Handling Coordinator Failures: This proposal largely shares the coordinator failure cases and recovery mechanism from the initial protocol documented in Kafka 0.9 Consumer Rewrite Design. The recovery process depends on whether group state is persisted (e.g. in Zookeeper). With no persistence, then group members will generally have to rejoin the group when the new coordinator becomes active. Below, we assume persistence and show how failures are treated at the various stages of the protocol.
- All members send JoinGroup.
- Generation metadata is persisted.
- All members send SyncGroup.
- Sync metadata is persisted.
Coordinator failures at these steps are handled in the following ways:
- If the coordinator fails before all members have joined the group or before group metadata has been persisted, then all members will resend their JoinGroup requests once the new coordinator is stable.

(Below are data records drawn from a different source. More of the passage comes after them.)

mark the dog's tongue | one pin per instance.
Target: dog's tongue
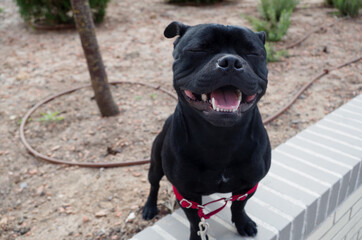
(225, 98)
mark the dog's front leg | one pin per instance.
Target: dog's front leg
(194, 219)
(244, 224)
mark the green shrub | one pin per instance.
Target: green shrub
(348, 7)
(272, 55)
(275, 18)
(329, 2)
(52, 12)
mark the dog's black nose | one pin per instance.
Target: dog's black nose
(230, 62)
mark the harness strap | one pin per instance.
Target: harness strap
(194, 205)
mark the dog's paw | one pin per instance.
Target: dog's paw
(149, 212)
(247, 229)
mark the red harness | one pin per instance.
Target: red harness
(194, 205)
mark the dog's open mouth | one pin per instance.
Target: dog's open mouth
(227, 99)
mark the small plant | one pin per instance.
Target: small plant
(329, 2)
(153, 96)
(52, 12)
(50, 117)
(272, 55)
(275, 18)
(348, 7)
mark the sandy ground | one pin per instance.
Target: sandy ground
(39, 200)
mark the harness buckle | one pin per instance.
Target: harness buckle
(239, 198)
(187, 202)
(203, 228)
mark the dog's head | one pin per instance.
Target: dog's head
(219, 71)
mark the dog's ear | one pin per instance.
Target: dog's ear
(261, 36)
(174, 29)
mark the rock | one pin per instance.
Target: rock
(130, 217)
(101, 213)
(23, 185)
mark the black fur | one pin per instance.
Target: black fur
(202, 151)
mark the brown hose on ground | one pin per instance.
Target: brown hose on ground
(144, 161)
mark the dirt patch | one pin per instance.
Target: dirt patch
(44, 201)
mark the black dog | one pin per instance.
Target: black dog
(215, 141)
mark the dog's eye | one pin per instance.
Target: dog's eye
(256, 53)
(196, 50)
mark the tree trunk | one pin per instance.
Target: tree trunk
(86, 30)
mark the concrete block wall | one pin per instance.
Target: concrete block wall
(313, 189)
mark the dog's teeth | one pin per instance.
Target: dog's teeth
(213, 103)
(204, 97)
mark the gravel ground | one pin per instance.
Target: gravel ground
(40, 200)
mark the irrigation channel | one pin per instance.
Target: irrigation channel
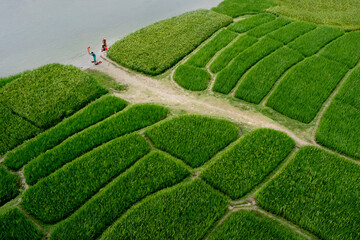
(39, 32)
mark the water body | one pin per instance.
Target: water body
(38, 32)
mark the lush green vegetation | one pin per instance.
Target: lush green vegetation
(339, 126)
(266, 28)
(93, 113)
(56, 196)
(261, 78)
(192, 78)
(9, 186)
(46, 95)
(236, 8)
(4, 81)
(251, 22)
(14, 225)
(204, 55)
(186, 211)
(345, 49)
(14, 129)
(306, 87)
(158, 47)
(250, 224)
(194, 139)
(231, 52)
(134, 118)
(152, 173)
(229, 76)
(313, 41)
(318, 191)
(339, 13)
(238, 170)
(292, 31)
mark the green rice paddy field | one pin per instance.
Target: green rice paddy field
(80, 162)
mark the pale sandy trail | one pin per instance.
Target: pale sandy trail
(143, 89)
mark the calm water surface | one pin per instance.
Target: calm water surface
(37, 32)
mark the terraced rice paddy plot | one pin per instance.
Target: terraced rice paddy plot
(292, 31)
(14, 129)
(186, 211)
(61, 193)
(250, 224)
(91, 114)
(236, 8)
(262, 77)
(134, 118)
(251, 22)
(345, 49)
(266, 28)
(318, 191)
(192, 78)
(14, 225)
(229, 76)
(47, 94)
(230, 52)
(238, 170)
(313, 41)
(194, 139)
(9, 186)
(152, 173)
(339, 13)
(306, 87)
(158, 47)
(339, 126)
(204, 55)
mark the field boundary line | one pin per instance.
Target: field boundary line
(328, 102)
(267, 179)
(285, 222)
(266, 98)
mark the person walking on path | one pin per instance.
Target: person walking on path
(104, 45)
(94, 56)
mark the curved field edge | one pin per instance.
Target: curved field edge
(157, 47)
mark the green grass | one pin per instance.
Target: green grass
(302, 92)
(339, 13)
(229, 76)
(266, 28)
(4, 81)
(204, 55)
(106, 81)
(251, 22)
(339, 126)
(292, 31)
(91, 114)
(252, 225)
(132, 119)
(345, 49)
(61, 193)
(158, 47)
(150, 174)
(9, 185)
(14, 130)
(313, 41)
(186, 211)
(236, 8)
(14, 225)
(47, 94)
(231, 52)
(262, 77)
(192, 78)
(238, 170)
(194, 139)
(319, 192)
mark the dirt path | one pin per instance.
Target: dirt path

- The coordinator may fail after group metadata has been persisted, but before all members of the group have received a response to their JoinGroup requests. The problem here is that once the new coordinator is stable, the leader may try to immediately synchronize while other members are still trying to join. However, when the coordinator receives a JoinGroup request from any member, it must abort any active synchronization and force all members to rejoin.
- If the coordinator fails before a pending synchronization has been persisted, then all members will re-initiate the SyncGroup once the new coordinator is ready.
- If the coordinator fails after the metadata has been persisted, but before all members have received the SyncGroup response, then those members will initiate SyncGroup upon failover. Assuming synchronized state is persisted, then the coordinator can return that member's state immediately without forcing other members to resync. If it is not persisted, then a full group resync is required.
Other Interesting Cases:
- Leader Failures: The leader of each group is responsible for initiating group synchronization when topic metadata changes. A leader failure is detected by the coordinator through the expiration of its session timeout. The coordinator will respond by forcing all members to rejoin, which will allow a new leader to be elected.
- Assignment Failure: As mentioned above, there are several ways that the synchronization/assignment phase can fail. Generally, they are handled by having group members rejoin the group. The most interesting case is when the leader encounters an unrecoverable error when it computes the group's assignment. This could happen, for example, if group members don't agree on the assignment strategy to use. In this case, the assignment failure is forwarded to the broker which can then propagate it to awaiting members.
- Subscription Change: If a member changes its subscription, then it must force the group to be recreated by sending a JoinGroup request to the coordinator. This will cause the coordinator to reply to the other member's heartbeats with an error indicating that rejoin is needed, which will cause them to also send JoinGroup requests.
- Topic Metadata Change: The leader is responsible for detecting topic metadata changes which affect the group's subscription. When it finds a change, it can immediately compute the new assignment and initiate a SyncGroup with the coordinator.
To support client-side assignment, we'd have to make the following changes:
- Migrate existing assignment strategies from the broker to the client. Since the assignment interface is nearly the same, this should be straightforward.
- Modify client/server for the new join group protocol. Since we're not really changing the protocol (just the information that is passed through it), this should also be straightforward.
- Remove offset validation from the consumer coordinator. Just a couple lines to remove for this.
- Add support for assignment versioning (if we decide we need it). Depending on what we do, may or may not be trivial.